Of course, it’s not just a barebones story with no emotional adornments. You get some nuance from the fact that the eldest daughter feels responsible for the death of her younger brother, the dad is struggling to prepare his children for a potential life without him, the young son has to deal with his fear of ever leaving the comfort of his home, and the mother has to go into labor with monsters around.
The one gripe I have with A Quiet Place is that part with the nail. A nail comes loose on a set of wooden stairs, and the mother steps on it, resulting in a not-so-funny Home Alone moment. She has to contain her screams of pain since even a whimper could bring those monsters running. (One does, in fact, show up.) But after that, the nail makes no other appearance. How did no one else step on it? Hell, how did the monster not step on it when he came down looking for the mom?
Bird Box’s plot is bogged down by exposition of rules for the monsters, but I am very fond of concurrent storylines. It tells two stories at the same time. The first storyline occurs in the present, as Malorie tries to get her children down a river on a small boat while they all wear blindfolds. The second goes back in time to the beginning of the situation, when Malorie first encounters the monsters and has to learn, with a group of survivors, how to avoid them.
I have a personal love for these kinds of stories. That’s why It is one of my favorite Stephen King books. I enjoy keeping track of the past and the present when I dive into a plot.
The plot of The Happening does not entice me at all. After the initial build-up of the mystery (which, I suppose, is actually done quite well), the plot just unravels when you figure out it’s the plants.
Plus, as I mentioned before, the dialogue just feels unreal.
6. The Tone
This is where The Happening excels. If there is one thing M. Night Shyamalan is good at, it’s setting up a great tone for a movie.
Of course, everything else falls apart, and no matter how good the tone is, it can’t keep the movie afloat.
For me, the tone of something is the vibe that visual and audible qualities lend to a movie. They’re the little things that can let you know what the movie will be like, functioning as a sort of signature.
For example, the tone of 2001: A Space Odyssey is undeniable. You have a great yet subtle orchestral score with classical leanings, long shots of space, and a focus when it comes to close-ups.
Shyamalan has, from what I have seen, done very well with setting the tone for his smaller movies. The Sixth Sense, Unbreakable, and Signs have set up the tone unbelievably well. Despite its incredibly stupid plot, The Happening does have that classic Shyamalan tone.
I do want to tip my hat to the movie’s soundtrack.

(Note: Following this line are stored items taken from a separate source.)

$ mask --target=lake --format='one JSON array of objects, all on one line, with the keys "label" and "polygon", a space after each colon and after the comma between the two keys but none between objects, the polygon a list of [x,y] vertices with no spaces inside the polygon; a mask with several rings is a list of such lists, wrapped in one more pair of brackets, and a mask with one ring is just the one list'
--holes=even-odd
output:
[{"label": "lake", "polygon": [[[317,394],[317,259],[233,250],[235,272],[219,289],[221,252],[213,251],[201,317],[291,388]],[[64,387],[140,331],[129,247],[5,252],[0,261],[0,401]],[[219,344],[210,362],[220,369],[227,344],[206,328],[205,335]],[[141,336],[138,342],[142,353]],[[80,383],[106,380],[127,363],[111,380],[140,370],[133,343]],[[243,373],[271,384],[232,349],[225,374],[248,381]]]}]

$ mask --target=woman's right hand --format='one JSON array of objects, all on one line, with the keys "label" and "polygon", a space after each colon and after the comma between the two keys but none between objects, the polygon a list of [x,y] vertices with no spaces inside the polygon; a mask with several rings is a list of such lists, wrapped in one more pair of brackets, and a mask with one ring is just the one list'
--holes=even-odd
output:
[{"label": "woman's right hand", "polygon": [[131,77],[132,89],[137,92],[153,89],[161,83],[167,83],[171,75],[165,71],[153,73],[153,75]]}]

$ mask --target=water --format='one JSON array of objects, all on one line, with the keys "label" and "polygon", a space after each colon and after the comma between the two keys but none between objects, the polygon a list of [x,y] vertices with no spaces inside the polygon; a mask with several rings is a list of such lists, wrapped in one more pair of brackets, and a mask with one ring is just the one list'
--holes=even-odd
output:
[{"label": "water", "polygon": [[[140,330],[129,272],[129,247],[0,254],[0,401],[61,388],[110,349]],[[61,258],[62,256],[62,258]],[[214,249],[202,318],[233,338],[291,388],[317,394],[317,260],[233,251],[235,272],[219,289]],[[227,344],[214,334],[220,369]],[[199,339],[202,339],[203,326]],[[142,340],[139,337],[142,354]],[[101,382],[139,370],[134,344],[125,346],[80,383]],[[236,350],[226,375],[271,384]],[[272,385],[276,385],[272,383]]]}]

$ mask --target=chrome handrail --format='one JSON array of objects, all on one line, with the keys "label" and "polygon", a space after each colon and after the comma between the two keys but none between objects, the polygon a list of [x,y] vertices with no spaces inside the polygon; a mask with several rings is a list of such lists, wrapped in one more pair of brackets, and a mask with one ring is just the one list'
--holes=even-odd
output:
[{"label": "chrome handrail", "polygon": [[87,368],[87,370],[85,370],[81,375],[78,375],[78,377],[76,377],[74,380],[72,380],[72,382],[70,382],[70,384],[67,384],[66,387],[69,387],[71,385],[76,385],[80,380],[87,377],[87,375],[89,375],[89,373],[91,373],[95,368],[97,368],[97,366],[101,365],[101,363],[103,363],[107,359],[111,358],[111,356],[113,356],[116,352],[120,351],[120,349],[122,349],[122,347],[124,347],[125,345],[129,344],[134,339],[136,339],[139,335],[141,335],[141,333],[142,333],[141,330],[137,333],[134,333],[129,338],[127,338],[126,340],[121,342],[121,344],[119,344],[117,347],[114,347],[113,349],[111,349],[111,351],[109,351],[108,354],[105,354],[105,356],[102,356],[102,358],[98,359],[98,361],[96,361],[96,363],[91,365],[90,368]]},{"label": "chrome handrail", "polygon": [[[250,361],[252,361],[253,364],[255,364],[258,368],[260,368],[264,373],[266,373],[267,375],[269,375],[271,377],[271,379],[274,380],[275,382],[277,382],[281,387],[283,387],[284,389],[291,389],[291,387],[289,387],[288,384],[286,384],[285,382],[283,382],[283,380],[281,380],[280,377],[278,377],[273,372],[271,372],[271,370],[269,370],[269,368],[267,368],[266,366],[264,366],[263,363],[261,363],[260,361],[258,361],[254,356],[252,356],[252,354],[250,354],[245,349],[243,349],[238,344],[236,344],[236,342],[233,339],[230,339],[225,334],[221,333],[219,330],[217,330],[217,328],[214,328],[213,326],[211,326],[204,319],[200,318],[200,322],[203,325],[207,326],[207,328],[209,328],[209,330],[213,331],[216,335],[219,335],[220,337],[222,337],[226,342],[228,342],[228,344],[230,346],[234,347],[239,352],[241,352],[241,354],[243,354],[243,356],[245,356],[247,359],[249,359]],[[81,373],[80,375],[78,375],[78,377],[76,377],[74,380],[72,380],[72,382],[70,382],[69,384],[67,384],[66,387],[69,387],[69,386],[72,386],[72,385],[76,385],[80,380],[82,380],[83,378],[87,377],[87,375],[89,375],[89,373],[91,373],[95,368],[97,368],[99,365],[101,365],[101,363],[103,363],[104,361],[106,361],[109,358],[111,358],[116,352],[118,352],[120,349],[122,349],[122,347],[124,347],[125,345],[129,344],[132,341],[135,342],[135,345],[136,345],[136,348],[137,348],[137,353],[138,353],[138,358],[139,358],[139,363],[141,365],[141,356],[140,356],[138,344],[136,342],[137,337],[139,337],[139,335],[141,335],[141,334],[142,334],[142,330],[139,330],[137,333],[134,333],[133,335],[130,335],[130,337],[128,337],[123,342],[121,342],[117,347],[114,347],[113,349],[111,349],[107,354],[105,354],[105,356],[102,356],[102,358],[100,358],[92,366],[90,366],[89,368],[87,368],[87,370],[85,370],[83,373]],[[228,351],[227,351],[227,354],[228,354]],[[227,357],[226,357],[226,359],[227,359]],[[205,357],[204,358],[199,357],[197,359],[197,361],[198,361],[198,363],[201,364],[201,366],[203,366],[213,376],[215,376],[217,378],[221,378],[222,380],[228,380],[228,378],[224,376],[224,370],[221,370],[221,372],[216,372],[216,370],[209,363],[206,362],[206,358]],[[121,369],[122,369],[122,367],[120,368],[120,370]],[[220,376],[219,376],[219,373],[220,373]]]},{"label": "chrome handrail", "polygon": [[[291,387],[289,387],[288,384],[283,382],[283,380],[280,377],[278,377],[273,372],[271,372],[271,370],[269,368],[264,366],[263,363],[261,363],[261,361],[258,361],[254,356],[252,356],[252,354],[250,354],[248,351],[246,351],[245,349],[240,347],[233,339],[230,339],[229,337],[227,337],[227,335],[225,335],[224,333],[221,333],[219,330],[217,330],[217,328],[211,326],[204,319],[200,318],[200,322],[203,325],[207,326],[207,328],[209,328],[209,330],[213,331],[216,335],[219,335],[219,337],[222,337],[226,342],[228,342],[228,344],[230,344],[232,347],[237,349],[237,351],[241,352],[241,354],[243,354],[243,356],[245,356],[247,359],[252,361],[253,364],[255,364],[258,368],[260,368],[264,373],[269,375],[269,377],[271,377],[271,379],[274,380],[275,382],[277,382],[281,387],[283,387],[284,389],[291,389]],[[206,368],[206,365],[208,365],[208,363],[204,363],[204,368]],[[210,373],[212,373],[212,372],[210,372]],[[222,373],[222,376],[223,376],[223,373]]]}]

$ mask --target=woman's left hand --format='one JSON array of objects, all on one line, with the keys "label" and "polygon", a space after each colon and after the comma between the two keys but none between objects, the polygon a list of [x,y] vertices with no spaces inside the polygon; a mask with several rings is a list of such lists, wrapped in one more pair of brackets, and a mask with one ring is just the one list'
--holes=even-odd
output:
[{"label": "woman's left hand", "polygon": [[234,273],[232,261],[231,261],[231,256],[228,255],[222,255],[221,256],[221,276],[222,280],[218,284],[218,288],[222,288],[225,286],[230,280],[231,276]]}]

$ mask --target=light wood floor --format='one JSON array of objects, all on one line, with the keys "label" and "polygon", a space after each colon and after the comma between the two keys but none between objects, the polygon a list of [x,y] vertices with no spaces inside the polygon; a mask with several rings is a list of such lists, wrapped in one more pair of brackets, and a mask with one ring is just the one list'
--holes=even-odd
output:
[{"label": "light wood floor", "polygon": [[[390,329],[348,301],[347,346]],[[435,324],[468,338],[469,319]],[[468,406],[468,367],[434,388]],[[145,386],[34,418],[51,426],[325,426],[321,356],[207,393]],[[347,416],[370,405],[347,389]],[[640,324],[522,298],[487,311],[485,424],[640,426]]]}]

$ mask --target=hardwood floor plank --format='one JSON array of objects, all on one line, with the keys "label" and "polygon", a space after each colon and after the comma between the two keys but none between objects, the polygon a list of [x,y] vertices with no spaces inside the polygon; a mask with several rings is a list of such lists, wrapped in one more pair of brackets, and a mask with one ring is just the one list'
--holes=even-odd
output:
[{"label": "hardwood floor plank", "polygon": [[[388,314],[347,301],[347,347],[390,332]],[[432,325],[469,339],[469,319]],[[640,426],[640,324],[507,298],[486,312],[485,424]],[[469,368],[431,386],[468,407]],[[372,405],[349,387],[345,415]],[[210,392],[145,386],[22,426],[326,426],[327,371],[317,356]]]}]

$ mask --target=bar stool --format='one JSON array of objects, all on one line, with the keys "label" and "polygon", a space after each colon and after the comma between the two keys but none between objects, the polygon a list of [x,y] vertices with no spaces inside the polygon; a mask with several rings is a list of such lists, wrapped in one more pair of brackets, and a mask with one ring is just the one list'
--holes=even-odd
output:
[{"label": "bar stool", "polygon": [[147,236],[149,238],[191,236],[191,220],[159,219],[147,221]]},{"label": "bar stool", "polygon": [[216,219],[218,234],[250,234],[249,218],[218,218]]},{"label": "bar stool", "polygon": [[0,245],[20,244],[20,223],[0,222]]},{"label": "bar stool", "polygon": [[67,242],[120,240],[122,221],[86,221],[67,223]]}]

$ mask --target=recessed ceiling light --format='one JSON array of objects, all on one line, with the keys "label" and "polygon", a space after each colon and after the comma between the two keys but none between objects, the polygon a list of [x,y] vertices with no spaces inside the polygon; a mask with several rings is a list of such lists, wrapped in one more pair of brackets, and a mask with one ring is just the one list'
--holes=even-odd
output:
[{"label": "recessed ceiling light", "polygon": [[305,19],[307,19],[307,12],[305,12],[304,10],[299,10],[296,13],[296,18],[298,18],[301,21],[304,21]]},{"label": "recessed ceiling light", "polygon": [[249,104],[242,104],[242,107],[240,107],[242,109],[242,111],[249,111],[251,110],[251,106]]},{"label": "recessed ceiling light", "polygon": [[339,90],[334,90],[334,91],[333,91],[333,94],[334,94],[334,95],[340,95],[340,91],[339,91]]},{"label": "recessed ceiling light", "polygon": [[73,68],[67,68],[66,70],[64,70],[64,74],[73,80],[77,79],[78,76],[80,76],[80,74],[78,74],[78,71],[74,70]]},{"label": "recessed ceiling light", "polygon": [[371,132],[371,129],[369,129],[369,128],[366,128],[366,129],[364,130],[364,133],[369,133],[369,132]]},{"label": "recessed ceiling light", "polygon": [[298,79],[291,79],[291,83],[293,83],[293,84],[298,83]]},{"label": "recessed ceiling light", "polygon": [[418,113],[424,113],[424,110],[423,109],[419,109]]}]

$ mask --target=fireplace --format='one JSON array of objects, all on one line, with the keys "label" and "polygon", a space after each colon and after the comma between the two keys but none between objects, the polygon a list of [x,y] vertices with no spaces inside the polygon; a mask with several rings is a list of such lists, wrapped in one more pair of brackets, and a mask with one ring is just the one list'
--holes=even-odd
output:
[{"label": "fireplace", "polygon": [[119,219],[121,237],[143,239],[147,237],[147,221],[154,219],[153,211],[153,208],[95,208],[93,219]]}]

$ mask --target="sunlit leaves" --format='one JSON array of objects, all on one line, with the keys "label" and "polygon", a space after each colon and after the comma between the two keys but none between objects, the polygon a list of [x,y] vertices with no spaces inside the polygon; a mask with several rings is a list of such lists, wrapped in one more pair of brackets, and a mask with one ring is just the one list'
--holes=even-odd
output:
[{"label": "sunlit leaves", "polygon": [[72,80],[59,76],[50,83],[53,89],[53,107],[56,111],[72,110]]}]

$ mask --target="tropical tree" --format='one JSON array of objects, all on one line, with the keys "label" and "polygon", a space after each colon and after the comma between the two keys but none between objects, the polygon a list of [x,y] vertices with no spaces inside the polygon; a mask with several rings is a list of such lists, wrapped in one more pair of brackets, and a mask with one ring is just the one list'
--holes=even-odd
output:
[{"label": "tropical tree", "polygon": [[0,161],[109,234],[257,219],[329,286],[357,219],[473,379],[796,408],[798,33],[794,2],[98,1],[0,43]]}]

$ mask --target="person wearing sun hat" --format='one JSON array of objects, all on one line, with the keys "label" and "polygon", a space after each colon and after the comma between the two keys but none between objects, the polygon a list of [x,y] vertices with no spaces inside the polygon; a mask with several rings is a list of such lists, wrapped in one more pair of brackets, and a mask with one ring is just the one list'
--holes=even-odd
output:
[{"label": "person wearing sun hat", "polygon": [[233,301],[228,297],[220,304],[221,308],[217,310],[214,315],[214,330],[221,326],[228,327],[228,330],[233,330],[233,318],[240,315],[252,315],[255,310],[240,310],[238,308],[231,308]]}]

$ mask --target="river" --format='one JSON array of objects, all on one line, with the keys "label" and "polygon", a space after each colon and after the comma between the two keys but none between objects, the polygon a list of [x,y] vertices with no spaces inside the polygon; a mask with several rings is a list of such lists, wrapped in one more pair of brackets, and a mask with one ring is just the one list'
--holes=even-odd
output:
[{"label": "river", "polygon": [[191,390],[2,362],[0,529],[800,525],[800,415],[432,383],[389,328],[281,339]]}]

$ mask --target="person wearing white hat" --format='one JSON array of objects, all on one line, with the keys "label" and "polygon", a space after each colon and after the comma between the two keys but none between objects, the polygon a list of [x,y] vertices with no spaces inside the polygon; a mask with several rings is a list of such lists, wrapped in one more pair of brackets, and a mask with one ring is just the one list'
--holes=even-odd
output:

It’s the only one of the three movies where I actually remember the melody to one of the themes.
Both A Quiet Place and Bird Box have suitable tones for what they’re going for, but there is nothing particularly a cut above the grade that I can think to mention.
And so…
Overall, I’d give A Quiet Place a rent-and-watch-with-a-friend-when-you-have-nothing-to-do-but-you-don’t-want-to-waste-your-time-with-a-subpar-horror-movie.
I give Bird Box a check-this-out-with-one-of-those-friends-who-likes-to-Google-fan-theories-at-the-end-of-the-movie-because-more-than-half-the-fun-of-this-movie-comes-from-speculating-on-the-monster-oh-and-also-Sandra-Bullock-will-give-you-Gravity-vibes-because-she’s-in-one-heck-of-a-panicked-situation-yet-again.
I give The Happening a save-this-movie-for-bad-movie-night-and-be-sure-to-try-one-of-the-drinking-games-they-made-for-this-movie-too.